Derivatization-enhanced thiol redox atlas reveals ENO1–SLC7A11 axis as Ferroptosis protector in myocardial injury

Myocardial injury creates intense redox stress with thiol metabolites as molecular redox buffers. Given the limited analytical sensitivity for thiol detection, global detection and functional characterization of thiol networks remain a major bottleneck. Here we develop a derivatization-enhanced mass spectrometry imaging method, assisted by a Python-based annotation platform, to construct a cross-species thiol redox atlas with spatial resolution. We identify 405 thiols, including 170 newly detected in vivo, and show that the endogenous thiol pool is highly tissue- and region-specific.

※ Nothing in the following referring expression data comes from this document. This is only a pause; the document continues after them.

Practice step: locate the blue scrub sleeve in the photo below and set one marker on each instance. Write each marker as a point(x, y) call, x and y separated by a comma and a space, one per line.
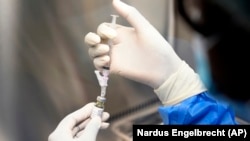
point(200, 109)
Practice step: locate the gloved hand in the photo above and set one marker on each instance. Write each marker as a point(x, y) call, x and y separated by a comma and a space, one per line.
point(140, 53)
point(78, 126)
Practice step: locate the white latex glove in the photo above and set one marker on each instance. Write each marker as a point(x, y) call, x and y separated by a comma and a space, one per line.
point(140, 53)
point(78, 126)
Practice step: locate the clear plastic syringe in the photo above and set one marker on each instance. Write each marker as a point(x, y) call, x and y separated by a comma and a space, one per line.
point(103, 81)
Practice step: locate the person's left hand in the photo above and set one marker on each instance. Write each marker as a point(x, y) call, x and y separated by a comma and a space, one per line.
point(78, 126)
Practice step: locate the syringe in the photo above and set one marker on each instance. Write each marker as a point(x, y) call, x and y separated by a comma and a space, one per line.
point(103, 81)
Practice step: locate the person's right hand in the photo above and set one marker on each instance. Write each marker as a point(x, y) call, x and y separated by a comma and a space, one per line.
point(139, 53)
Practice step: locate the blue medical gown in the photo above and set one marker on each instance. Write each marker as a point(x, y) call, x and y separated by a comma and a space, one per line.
point(199, 109)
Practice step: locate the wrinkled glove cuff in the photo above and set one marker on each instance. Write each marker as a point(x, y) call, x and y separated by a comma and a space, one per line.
point(180, 85)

In the isoproterenol-induced rat model of myocardial injury, heart damage causes distinctive thiol metabolism patterns, especially previously overlooked noncanonical cysteine-derived, long-chain, and substituted thiols. Similar thiol shifts are observed in serum from patients with myocardial infarction. Upon myocardial injury, multi-omics integration highlights enolase 1 (ENO1) as a thiol-linked hub in cardiomyocytes. ENO1 inhibition weakens SLC7A11 induction, depletes glutathione, and aggravates iron-dependent lipid damage. Biochemical assays support a stress-inducible ENO1–SLC7A11 interaction that promotes cysteine-driven thiol replenishment, highlighting a potential mechanism for cardioprotection.